国家責任の原理とは、生活保護法第1条に定める原理で、最低限度の生活保障を国がその責任において直接行うべきものとする原理をいう。

生活保護の費用や実施責任を最終的に誰が負うのか、という問いに「国」と答えるのが国家責任の原理である。生活保護法第1条は、日本国憲法第25条の生存権を国の責任で具体化すると宣言し、保護の実施を慈善や家族・地域の相互扶助に委ねず、公的責任で行うことを制度の出発点に据える。実務では、保護費の4分の3を国が負担し、残りを実施機関である都道府県・市の負担とする費用構造に国家責任が表れる。実施機関が福祉事務所であっても、その事務は国の責任を委任された法定受託事務であり、保護の決定・実施に対する不服は最終的に厚生労働大臣の所管へ連なる。慈恵的な恩恵ではなく国が負うべき法的義務として保護を位置づける点が、後続の三原理を貫く土台となる。

四原理の筆頭としての位置づけ

生活保護法は冒頭の第1条から第4条に四つの原理を置く。国家責任の原理(第1条)、無差別平等の原理(第2条)、最低生活保障の原理(第3条)、補足性の原理(第4条)である。このうち国家責任の原理は、誰が保護を行う主体かを定める原理であり、残る三原理が「誰を・どの水準で・どの順位で」保護するかを定めるための前提として最上位に置かれる。慈善事業や家族扶養に保護を委ねた旧救護法までの仕組みを否定し、生存権保障を国の法的義務へ転換した点に意義があり、保護の決定・変更・廃止に処分性が認められ審査請求の対象となるのも、保護が恩恵でなく国の義務だからである。

費用負担と実施責任の分担

国家責任は費用負担の構造に具体的に表れる。

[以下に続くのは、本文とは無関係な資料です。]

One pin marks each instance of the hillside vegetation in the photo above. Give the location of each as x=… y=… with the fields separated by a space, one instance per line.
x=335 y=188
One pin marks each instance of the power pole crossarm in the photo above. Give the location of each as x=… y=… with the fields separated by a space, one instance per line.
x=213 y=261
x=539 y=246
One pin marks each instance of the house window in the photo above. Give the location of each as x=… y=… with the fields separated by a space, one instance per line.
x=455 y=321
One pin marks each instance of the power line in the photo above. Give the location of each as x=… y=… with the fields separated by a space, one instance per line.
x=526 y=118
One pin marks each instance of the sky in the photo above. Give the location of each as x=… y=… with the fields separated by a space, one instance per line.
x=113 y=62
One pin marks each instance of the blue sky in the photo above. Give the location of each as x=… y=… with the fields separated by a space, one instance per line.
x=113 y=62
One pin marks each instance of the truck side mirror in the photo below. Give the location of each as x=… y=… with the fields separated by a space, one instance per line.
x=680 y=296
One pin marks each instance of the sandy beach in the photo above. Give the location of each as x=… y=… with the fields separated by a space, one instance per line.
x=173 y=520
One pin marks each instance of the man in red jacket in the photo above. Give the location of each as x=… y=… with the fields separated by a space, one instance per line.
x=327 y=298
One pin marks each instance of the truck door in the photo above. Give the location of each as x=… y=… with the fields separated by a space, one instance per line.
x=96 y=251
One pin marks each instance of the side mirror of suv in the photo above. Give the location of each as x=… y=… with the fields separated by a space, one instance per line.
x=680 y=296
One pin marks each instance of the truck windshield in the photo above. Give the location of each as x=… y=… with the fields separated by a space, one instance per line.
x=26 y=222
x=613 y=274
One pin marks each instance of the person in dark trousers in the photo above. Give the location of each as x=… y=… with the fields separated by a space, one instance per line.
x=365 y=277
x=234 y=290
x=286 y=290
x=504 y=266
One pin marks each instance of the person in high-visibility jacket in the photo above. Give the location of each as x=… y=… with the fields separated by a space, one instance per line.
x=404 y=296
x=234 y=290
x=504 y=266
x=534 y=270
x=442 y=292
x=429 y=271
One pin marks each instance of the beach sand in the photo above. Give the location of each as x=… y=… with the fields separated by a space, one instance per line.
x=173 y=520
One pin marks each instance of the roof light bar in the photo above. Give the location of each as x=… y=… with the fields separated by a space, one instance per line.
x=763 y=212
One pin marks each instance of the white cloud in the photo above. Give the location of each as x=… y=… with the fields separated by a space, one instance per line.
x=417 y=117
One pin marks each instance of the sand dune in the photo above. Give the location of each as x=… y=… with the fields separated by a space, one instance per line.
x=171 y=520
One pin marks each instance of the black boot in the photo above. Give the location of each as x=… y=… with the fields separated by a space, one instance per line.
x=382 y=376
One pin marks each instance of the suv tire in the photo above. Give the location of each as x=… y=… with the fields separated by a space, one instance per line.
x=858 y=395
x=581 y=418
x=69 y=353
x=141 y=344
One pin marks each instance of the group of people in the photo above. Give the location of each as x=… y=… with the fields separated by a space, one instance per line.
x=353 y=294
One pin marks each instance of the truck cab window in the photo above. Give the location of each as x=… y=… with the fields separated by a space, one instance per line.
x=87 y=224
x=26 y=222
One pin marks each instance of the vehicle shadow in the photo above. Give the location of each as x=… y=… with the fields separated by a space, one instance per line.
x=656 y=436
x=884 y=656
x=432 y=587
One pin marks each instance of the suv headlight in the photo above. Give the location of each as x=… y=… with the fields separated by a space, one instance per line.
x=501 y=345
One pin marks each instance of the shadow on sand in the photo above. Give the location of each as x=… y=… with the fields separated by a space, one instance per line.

保護費は国が4分の3、実施機関である都道府県・市・福祉事務所設置町村が4分の1を負担する。実施そのものは福祉事務所が担うが、これは地方自治法上の法定受託事務であって、国の責任を地方が受託して執行する関係にある。厚生労働大臣は保護基準を告示で定め、実施機関を指揮監督する権限をもつ。このため保護基準の改定や運用の統一は国の責任で行われ、地域による恣意的な切り下げは認められない。実施機関の判断に対する不服は審査請求として都道府県知事へ、再審査請求として厚生労働大臣へ連なり、責任の所在が国に帰着する構造になっている。